Getting IT involved from the start helped hotel chain achieve major rebranding and integration

Written by Miya Knights

In July last year Whitbread finalised the £505m acquisition of no-frills hotel group Premier Lodge, with the intention of merging the company with its own budget chain Travel Inn.

So began the complicated process of integrating the two businesses and their IT systems to create Premier Travel Inn.

The new organisation worked with Whitbread to establish a six-month programme to rebrand all 457 hotels in the combined 28,000-room estate, and merge Premier Lodge staff into the company.

New computer systems were installed in the Premier Lodge hotels, and thousands of transferring staff were retrained on how to use them.

The company has recently completed the integration of the 141 Premier Lodge hotels and says it has already increased hotel occupancy rates, improved efficiency, and lowered IT costs.

Susan Thomas, IT director at Premier Travel Inn, says the most significant factor contributing to the success of the merger was the IT department being involved from the outset.

'From the very early days IT was seen to be a critical part of the acquisition team,' Thomas told Computing.

That meant Thomas was well-placed to advise the board and plan the migration around her team's existing workload.

'Significant planning before the deal was finalised enabled us to move quickly once we had the go-ahead,' she said.

'The initial plans were so detailed we had a date for each hotel conversion, a risk assessment on all assumptions and contingency plans developed.'

This level of detail in the planning process allowed the company to be 'ruthless in supplier selection', according to Thomas, approaching prospective vendors well in advance of completing the acquisition to gauge levels of responsiveness and resources.

Some incumbent suppliers lost their existing contracts as a result.

'If a supplier was unable to meet the demands of the project, they were replaced immediately.

This enabled the integration team to be in place the day after the deal was completed,' said Thomas.

Premier Lodge had been running ageing IT systems and it was decided a complete refresh was necessary.

'We had to replace all of Premier Lodge's technology,' said Thomas. 'Prioritisation of activity was therefore very important.

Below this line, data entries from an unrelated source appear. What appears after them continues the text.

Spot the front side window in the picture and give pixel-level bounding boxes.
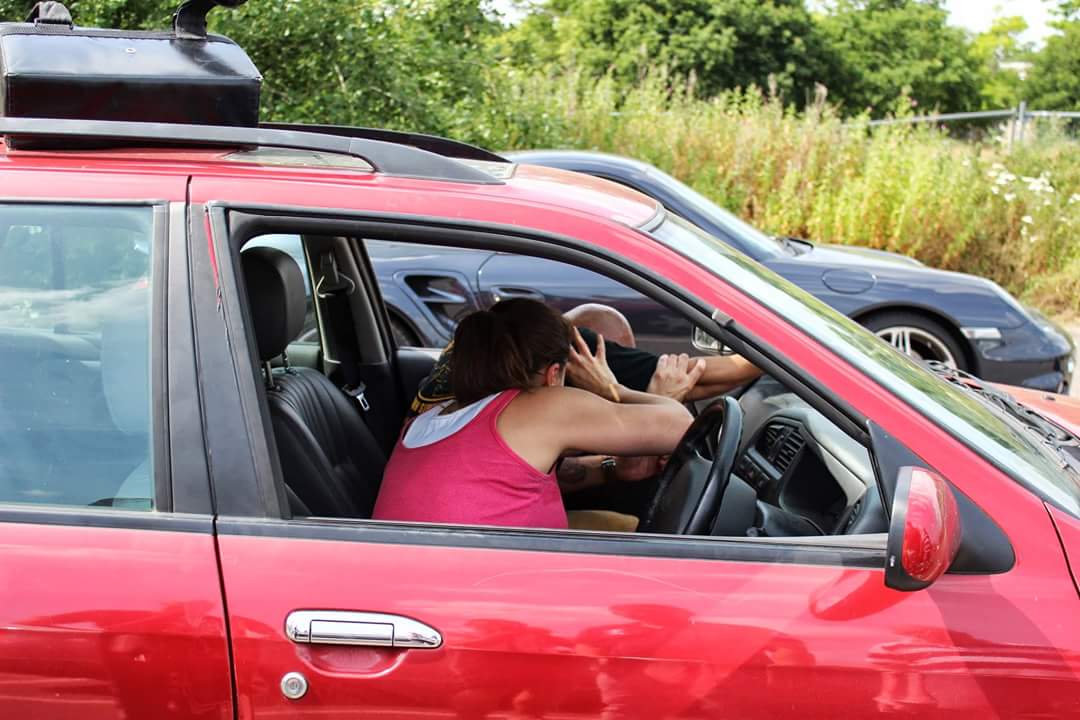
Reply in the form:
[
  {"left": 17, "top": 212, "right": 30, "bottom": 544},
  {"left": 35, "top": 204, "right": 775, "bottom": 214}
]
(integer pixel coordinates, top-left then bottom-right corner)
[
  {"left": 0, "top": 205, "right": 153, "bottom": 510},
  {"left": 653, "top": 216, "right": 1080, "bottom": 517}
]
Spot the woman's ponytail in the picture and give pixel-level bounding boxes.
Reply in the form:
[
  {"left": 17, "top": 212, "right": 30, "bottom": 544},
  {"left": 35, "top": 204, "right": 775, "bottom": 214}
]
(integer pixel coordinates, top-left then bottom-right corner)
[{"left": 450, "top": 299, "right": 570, "bottom": 405}]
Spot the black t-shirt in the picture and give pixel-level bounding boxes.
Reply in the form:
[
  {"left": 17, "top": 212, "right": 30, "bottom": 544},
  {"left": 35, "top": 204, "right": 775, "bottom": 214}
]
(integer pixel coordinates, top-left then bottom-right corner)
[
  {"left": 410, "top": 327, "right": 660, "bottom": 415},
  {"left": 578, "top": 327, "right": 660, "bottom": 393}
]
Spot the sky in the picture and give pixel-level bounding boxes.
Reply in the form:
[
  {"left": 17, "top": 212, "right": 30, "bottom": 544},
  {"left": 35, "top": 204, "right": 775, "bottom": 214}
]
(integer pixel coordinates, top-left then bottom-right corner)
[
  {"left": 492, "top": 0, "right": 1053, "bottom": 45},
  {"left": 945, "top": 0, "right": 1053, "bottom": 45}
]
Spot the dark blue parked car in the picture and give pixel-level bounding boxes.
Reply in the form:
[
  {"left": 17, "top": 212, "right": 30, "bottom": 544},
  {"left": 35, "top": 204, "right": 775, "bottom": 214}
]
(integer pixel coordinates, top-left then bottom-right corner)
[
  {"left": 490, "top": 150, "right": 1074, "bottom": 392},
  {"left": 261, "top": 151, "right": 1074, "bottom": 392}
]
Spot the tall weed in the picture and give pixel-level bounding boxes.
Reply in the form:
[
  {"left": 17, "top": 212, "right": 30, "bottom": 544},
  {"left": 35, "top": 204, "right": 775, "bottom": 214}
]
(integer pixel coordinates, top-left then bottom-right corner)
[{"left": 479, "top": 73, "right": 1080, "bottom": 313}]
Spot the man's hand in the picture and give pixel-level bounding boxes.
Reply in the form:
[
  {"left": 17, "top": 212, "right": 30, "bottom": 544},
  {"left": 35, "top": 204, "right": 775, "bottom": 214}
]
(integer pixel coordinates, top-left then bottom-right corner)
[
  {"left": 566, "top": 328, "right": 619, "bottom": 403},
  {"left": 645, "top": 353, "right": 705, "bottom": 403},
  {"left": 615, "top": 456, "right": 667, "bottom": 483}
]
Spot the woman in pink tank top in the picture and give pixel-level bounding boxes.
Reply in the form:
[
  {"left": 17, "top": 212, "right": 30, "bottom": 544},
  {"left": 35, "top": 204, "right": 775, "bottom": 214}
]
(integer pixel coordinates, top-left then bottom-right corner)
[{"left": 374, "top": 299, "right": 691, "bottom": 528}]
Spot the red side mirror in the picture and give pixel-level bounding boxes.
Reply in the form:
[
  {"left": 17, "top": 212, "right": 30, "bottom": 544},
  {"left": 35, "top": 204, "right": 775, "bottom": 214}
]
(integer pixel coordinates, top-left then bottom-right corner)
[{"left": 885, "top": 466, "right": 960, "bottom": 590}]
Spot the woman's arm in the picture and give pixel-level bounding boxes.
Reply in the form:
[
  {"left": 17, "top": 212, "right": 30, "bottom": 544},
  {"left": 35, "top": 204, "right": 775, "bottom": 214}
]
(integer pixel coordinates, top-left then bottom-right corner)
[{"left": 498, "top": 386, "right": 692, "bottom": 472}]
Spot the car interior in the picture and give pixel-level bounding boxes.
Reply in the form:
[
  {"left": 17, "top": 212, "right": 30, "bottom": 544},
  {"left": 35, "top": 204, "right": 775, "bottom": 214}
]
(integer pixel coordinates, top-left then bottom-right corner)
[
  {"left": 0, "top": 206, "right": 153, "bottom": 510},
  {"left": 239, "top": 235, "right": 888, "bottom": 539}
]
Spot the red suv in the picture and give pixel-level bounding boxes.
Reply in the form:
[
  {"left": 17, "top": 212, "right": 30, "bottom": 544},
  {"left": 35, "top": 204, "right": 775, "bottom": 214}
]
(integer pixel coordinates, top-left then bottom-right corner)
[{"left": 0, "top": 2, "right": 1080, "bottom": 720}]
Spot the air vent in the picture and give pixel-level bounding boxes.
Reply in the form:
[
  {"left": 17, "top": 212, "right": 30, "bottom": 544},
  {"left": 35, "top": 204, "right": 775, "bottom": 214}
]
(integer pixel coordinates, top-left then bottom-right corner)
[
  {"left": 772, "top": 427, "right": 804, "bottom": 473},
  {"left": 757, "top": 425, "right": 787, "bottom": 458},
  {"left": 757, "top": 422, "right": 804, "bottom": 474}
]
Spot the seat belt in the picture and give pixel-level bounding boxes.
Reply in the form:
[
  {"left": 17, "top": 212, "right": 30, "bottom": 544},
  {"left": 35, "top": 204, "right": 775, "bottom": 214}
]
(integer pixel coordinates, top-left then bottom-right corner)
[{"left": 315, "top": 249, "right": 372, "bottom": 413}]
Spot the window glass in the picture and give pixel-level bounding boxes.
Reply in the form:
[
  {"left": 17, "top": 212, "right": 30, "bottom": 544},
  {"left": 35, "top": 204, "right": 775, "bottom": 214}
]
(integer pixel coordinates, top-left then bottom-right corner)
[
  {"left": 0, "top": 205, "right": 153, "bottom": 510},
  {"left": 244, "top": 235, "right": 319, "bottom": 344},
  {"left": 653, "top": 211, "right": 1080, "bottom": 517}
]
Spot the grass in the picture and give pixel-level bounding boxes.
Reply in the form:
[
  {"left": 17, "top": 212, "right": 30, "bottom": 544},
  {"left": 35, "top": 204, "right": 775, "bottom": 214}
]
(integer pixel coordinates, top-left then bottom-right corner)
[{"left": 468, "top": 76, "right": 1080, "bottom": 314}]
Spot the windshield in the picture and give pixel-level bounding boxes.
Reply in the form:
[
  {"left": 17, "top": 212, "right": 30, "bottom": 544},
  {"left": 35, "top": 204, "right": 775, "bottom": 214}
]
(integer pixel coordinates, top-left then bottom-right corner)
[
  {"left": 652, "top": 215, "right": 1080, "bottom": 517},
  {"left": 646, "top": 167, "right": 784, "bottom": 257}
]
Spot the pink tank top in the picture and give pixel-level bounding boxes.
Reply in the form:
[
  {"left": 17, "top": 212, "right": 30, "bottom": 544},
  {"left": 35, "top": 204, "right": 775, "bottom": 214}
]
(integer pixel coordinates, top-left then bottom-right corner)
[{"left": 373, "top": 390, "right": 567, "bottom": 528}]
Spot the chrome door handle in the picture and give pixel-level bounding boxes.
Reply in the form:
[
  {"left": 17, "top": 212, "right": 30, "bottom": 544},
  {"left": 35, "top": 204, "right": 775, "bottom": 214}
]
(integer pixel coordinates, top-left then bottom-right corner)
[{"left": 285, "top": 610, "right": 443, "bottom": 649}]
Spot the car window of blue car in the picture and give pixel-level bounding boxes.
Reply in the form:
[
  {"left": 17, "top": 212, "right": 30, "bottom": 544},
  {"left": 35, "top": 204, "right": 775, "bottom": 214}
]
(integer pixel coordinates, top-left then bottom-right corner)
[{"left": 652, "top": 215, "right": 1080, "bottom": 517}]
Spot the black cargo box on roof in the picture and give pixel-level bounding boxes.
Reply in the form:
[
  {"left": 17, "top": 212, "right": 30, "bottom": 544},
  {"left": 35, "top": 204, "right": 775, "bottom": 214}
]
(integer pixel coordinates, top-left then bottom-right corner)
[{"left": 0, "top": 3, "right": 262, "bottom": 148}]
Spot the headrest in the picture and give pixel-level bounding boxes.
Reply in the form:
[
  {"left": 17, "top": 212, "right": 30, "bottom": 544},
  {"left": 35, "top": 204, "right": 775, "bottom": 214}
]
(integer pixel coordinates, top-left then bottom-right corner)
[{"left": 240, "top": 247, "right": 307, "bottom": 363}]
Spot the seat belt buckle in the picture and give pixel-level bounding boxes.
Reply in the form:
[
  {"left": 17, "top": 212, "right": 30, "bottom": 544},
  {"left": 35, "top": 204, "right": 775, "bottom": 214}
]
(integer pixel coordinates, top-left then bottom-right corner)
[{"left": 345, "top": 382, "right": 372, "bottom": 412}]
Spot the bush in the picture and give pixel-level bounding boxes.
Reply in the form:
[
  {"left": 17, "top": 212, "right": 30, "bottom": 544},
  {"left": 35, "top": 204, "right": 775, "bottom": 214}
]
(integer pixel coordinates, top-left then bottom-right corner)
[{"left": 491, "top": 73, "right": 1080, "bottom": 312}]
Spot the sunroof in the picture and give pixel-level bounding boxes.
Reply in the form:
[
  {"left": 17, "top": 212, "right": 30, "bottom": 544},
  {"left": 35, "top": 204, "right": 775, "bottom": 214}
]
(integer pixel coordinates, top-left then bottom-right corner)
[{"left": 225, "top": 148, "right": 375, "bottom": 173}]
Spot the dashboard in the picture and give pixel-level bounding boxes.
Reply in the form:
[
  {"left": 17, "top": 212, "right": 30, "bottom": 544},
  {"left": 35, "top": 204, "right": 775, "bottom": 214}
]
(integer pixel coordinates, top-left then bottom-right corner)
[{"left": 733, "top": 377, "right": 888, "bottom": 536}]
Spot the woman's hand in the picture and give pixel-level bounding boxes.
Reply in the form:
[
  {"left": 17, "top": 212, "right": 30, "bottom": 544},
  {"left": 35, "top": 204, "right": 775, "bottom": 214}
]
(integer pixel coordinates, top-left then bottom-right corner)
[
  {"left": 566, "top": 328, "right": 619, "bottom": 403},
  {"left": 645, "top": 353, "right": 705, "bottom": 403}
]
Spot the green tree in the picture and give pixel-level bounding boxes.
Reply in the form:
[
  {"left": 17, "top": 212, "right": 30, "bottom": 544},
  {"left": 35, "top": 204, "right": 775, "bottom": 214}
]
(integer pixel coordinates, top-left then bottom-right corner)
[
  {"left": 971, "top": 16, "right": 1034, "bottom": 109},
  {"left": 1027, "top": 0, "right": 1080, "bottom": 110},
  {"left": 0, "top": 0, "right": 500, "bottom": 133},
  {"left": 501, "top": 0, "right": 826, "bottom": 101},
  {"left": 819, "top": 0, "right": 982, "bottom": 113}
]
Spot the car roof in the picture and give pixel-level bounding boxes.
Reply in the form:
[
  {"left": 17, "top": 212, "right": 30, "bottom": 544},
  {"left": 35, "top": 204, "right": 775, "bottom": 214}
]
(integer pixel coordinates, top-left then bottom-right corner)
[
  {"left": 0, "top": 142, "right": 661, "bottom": 228},
  {"left": 502, "top": 150, "right": 656, "bottom": 173}
]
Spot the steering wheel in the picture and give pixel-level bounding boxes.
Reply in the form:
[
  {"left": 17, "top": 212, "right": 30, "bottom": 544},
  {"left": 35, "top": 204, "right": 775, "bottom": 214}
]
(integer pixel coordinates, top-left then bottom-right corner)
[{"left": 642, "top": 397, "right": 743, "bottom": 535}]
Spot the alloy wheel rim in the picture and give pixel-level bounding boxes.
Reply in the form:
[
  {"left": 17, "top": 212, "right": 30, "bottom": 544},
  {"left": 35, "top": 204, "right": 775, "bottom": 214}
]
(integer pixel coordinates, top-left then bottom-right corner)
[{"left": 875, "top": 325, "right": 957, "bottom": 368}]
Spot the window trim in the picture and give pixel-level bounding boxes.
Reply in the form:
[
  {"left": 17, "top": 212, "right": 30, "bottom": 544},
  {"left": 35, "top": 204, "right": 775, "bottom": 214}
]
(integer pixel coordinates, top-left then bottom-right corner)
[
  {"left": 205, "top": 201, "right": 885, "bottom": 571},
  {"left": 0, "top": 195, "right": 186, "bottom": 518}
]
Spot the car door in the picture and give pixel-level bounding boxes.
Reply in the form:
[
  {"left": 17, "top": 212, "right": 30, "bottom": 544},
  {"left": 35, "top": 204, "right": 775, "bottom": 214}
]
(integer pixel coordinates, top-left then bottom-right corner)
[
  {"left": 0, "top": 189, "right": 232, "bottom": 720},
  {"left": 200, "top": 198, "right": 1078, "bottom": 718},
  {"left": 480, "top": 253, "right": 693, "bottom": 353}
]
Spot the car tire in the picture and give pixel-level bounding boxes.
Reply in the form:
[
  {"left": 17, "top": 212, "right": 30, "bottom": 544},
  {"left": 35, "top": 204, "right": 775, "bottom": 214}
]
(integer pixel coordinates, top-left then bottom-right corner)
[
  {"left": 860, "top": 311, "right": 969, "bottom": 371},
  {"left": 390, "top": 315, "right": 423, "bottom": 348}
]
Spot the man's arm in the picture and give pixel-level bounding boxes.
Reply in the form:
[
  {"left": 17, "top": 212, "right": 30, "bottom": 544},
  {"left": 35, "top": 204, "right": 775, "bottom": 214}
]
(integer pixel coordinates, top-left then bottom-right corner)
[{"left": 687, "top": 355, "right": 761, "bottom": 400}]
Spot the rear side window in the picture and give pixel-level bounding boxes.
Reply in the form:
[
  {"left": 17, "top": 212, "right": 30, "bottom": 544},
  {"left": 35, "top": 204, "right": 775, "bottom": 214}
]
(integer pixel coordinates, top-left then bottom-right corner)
[{"left": 0, "top": 205, "right": 153, "bottom": 510}]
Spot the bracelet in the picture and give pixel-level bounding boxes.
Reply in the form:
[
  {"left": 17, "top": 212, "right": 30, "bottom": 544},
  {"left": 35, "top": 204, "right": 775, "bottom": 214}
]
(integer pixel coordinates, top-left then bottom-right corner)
[
  {"left": 600, "top": 456, "right": 619, "bottom": 483},
  {"left": 608, "top": 382, "right": 622, "bottom": 403}
]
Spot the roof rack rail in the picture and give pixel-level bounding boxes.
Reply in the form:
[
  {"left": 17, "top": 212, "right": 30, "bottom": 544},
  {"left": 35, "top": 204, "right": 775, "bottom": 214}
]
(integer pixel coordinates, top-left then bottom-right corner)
[
  {"left": 259, "top": 122, "right": 510, "bottom": 163},
  {"left": 0, "top": 118, "right": 502, "bottom": 185}
]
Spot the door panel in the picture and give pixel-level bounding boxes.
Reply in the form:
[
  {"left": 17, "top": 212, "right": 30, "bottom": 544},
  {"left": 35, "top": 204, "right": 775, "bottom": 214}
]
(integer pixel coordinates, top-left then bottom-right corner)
[
  {"left": 212, "top": 521, "right": 1078, "bottom": 720},
  {"left": 480, "top": 255, "right": 697, "bottom": 354},
  {"left": 0, "top": 518, "right": 232, "bottom": 720}
]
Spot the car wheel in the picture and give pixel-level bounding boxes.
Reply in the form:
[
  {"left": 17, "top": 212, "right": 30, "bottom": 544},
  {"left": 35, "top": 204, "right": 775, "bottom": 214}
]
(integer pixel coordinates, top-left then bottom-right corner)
[
  {"left": 390, "top": 315, "right": 423, "bottom": 348},
  {"left": 861, "top": 312, "right": 968, "bottom": 370}
]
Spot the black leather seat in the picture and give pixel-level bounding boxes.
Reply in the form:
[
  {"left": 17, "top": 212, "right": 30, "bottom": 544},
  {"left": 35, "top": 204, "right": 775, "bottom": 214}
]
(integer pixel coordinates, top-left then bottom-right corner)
[{"left": 241, "top": 247, "right": 387, "bottom": 517}]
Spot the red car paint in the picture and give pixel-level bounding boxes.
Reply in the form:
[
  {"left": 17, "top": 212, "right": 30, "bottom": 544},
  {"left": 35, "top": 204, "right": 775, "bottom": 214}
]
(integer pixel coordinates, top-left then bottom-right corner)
[
  {"left": 901, "top": 467, "right": 960, "bottom": 583},
  {"left": 0, "top": 151, "right": 1080, "bottom": 720},
  {"left": 0, "top": 521, "right": 232, "bottom": 720},
  {"left": 1047, "top": 504, "right": 1080, "bottom": 594},
  {"left": 1000, "top": 385, "right": 1080, "bottom": 435}
]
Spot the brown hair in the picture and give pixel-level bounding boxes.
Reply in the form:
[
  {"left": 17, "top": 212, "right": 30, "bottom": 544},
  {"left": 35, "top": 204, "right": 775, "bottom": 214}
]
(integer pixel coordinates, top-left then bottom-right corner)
[{"left": 450, "top": 298, "right": 570, "bottom": 405}]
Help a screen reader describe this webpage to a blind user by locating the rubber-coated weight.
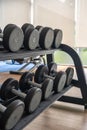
[0,78,18,100]
[21,23,34,35]
[35,25,43,33]
[0,100,24,130]
[48,62,57,76]
[52,29,63,48]
[19,72,33,92]
[53,71,66,93]
[34,65,49,83]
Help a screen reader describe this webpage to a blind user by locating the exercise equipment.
[0,78,42,113]
[48,62,74,86]
[21,23,34,35]
[34,65,66,93]
[0,100,25,130]
[19,72,53,100]
[52,29,63,48]
[35,25,43,33]
[0,24,24,52]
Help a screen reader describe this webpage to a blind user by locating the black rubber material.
[34,65,49,83]
[35,25,43,33]
[39,27,54,49]
[21,23,34,35]
[52,29,63,48]
[24,28,39,50]
[19,72,33,92]
[41,79,53,100]
[48,62,57,77]
[3,23,16,34]
[24,87,42,114]
[0,100,25,130]
[3,25,24,52]
[0,78,18,100]
[66,67,74,86]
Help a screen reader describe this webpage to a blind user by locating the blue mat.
[0,61,34,72]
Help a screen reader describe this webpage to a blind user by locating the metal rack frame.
[0,44,87,130]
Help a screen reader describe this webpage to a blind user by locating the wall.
[34,0,75,46]
[76,0,87,47]
[0,0,31,28]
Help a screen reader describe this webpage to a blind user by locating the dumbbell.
[0,78,42,113]
[19,72,53,100]
[48,62,74,86]
[21,23,34,35]
[21,23,39,50]
[0,100,25,130]
[35,25,43,33]
[34,65,66,93]
[0,24,24,52]
[52,29,63,48]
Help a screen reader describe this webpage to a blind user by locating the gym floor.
[0,67,87,130]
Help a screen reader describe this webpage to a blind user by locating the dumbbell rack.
[0,44,87,130]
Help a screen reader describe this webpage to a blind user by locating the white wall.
[76,0,87,47]
[0,0,31,28]
[34,0,75,46]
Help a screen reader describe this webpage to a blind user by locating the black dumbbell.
[0,100,25,130]
[48,62,74,86]
[0,78,42,113]
[21,23,34,35]
[19,72,53,100]
[34,65,66,93]
[0,28,2,33]
[21,23,39,50]
[0,24,24,52]
[52,29,63,48]
[35,25,43,33]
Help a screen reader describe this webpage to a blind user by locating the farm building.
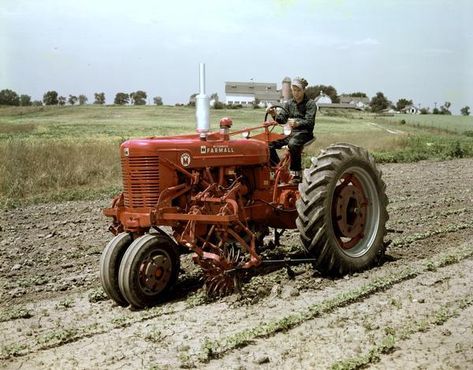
[314,91,332,105]
[225,82,282,106]
[340,95,370,109]
[401,105,420,114]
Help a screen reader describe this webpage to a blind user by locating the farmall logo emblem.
[200,145,235,154]
[181,153,191,167]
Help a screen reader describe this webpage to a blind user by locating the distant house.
[314,91,364,110]
[340,95,370,110]
[314,91,332,105]
[401,105,420,114]
[225,82,282,106]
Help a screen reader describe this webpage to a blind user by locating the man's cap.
[292,77,308,90]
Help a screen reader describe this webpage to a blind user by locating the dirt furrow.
[3,241,473,367]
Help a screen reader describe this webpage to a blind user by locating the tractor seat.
[282,136,316,149]
[304,136,315,148]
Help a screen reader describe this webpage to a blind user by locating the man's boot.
[289,171,302,185]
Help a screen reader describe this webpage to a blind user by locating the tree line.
[306,85,470,116]
[0,85,470,116]
[0,89,163,107]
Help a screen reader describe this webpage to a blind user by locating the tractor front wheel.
[296,144,388,275]
[118,234,179,308]
[100,232,133,307]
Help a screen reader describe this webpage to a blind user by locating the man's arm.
[294,100,317,132]
[274,102,290,125]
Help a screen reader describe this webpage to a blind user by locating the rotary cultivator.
[100,65,388,308]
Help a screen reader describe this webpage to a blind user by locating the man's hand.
[266,105,276,118]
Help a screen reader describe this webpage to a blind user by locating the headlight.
[283,125,292,136]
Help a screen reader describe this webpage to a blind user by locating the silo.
[281,77,292,102]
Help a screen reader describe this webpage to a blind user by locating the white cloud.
[422,48,453,54]
[354,37,381,46]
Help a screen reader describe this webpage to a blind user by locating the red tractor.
[100,66,388,308]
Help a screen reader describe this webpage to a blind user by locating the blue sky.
[0,0,473,112]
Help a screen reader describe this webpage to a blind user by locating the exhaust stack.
[195,63,210,140]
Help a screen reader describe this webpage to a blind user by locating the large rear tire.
[296,144,388,276]
[100,232,133,307]
[118,234,180,308]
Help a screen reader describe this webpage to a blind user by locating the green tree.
[20,95,31,107]
[396,98,412,111]
[305,85,340,103]
[460,105,470,116]
[43,90,58,105]
[348,91,368,98]
[0,89,20,106]
[130,90,148,105]
[79,95,89,105]
[440,101,452,115]
[370,91,389,112]
[153,96,163,105]
[67,95,77,105]
[113,92,130,105]
[94,92,105,105]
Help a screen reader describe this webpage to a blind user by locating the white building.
[225,82,281,106]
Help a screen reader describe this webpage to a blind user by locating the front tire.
[296,144,388,276]
[118,234,179,308]
[100,232,133,307]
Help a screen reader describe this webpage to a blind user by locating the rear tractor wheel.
[118,234,179,308]
[296,144,388,275]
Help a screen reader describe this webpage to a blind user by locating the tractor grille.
[122,157,159,208]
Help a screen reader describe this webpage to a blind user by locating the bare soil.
[0,159,473,369]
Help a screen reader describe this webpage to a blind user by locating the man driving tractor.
[266,77,317,184]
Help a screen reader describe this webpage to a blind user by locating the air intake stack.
[195,63,210,140]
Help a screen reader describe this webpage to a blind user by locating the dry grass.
[0,140,120,204]
[0,105,473,205]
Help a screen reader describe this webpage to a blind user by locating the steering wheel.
[264,104,289,122]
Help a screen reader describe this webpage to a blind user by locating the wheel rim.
[332,167,380,257]
[139,249,173,295]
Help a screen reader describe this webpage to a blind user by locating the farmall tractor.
[100,65,388,308]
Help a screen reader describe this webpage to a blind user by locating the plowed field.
[0,159,473,369]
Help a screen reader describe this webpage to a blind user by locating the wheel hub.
[333,174,368,249]
[141,255,172,292]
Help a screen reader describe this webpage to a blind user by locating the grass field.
[382,114,473,134]
[0,105,473,207]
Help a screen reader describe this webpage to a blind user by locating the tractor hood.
[120,133,269,169]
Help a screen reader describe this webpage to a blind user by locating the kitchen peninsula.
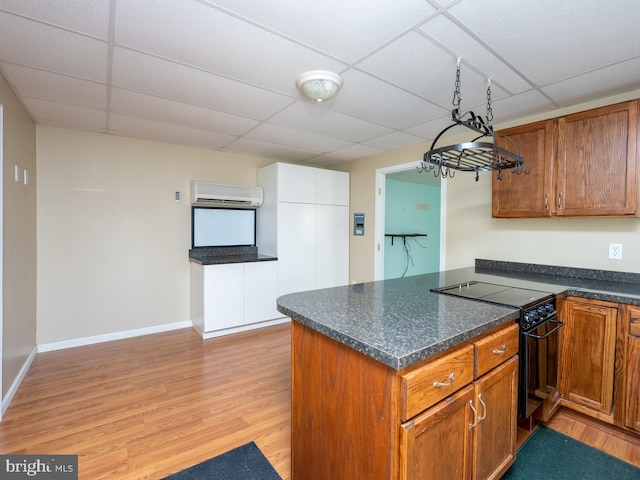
[278,261,640,479]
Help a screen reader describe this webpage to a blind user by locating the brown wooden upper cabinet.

At board level, we decided what was critical for us, what ongoing projects we had to complete and what else could we stop, identifying what were the key business activities.'

Whitbread uses Oracle enterprise resource planning software to run its group-wide human resource (HR), payroll, finance and purchasing systems, which had to be installed in the new hotels.

Other projects, such as the implementation of a speech recognition platform to automate the telephone reservation booking system, were put on a slow burner.

'We have the speech recognition project in pilot and we've redesigned our web site with the new Premier Travel Inn brand,' said Thomas.

'But there were business activities we had to postpone as they would have had a technical impact, such as investing in revenue management software to improve our occupancy rates.'

Her team's main task was to separate the back-of-house and reservation systems of Premier Lodge from those of its parent company, The Spirit Group.

This took three months and involved implementation of a separate wide area network to allow back-office system connectivity with Whitbread's central IT infrastructure.

The team also had to ally new supply chain and procurement processes with accounting and administration systems for the former Premier Lodge hotels.

And some 3,500 Premier Lodge staff were transferred to the corporate HR systems of Whitbread.

'To minimise disruption, we made the decision to deploy Oracle for the Premier Lodge sites, but not to ask the units to enter the data. Central administration teams receive paper timesheets, which they enter onto the system,' said Thomas.

New electronic till equipment and systems also had to be installed in any former Premier Lodge sites with a restaurant.

Rebranding of all customer communications, including internal and external signage and the company's web site and directories, meant that the transfer of all front-of-house systems, including reservations, had to be complete by the end of Premier Travel Inn's financial year at the beginning of March.

At its peak, the project was converting 50 hotels a week to the new brand, as well as integrating the IT systems.

Despite such an ambitious and disruptive transformation programme, Thomas says reservations made through the combined company's newly-branded web site were up 'significantly' within a few days of transferring the reservations systems to Premier Travel Inn.

And Whitbread's most recent trading update last month revealed Premier Travel Inn's like-for-like sales increased by 6.7 per cent, excluding the Premier Lodge acquisition. 'We fundamentally believe our systems drive great competitive advantage,' said Thomas.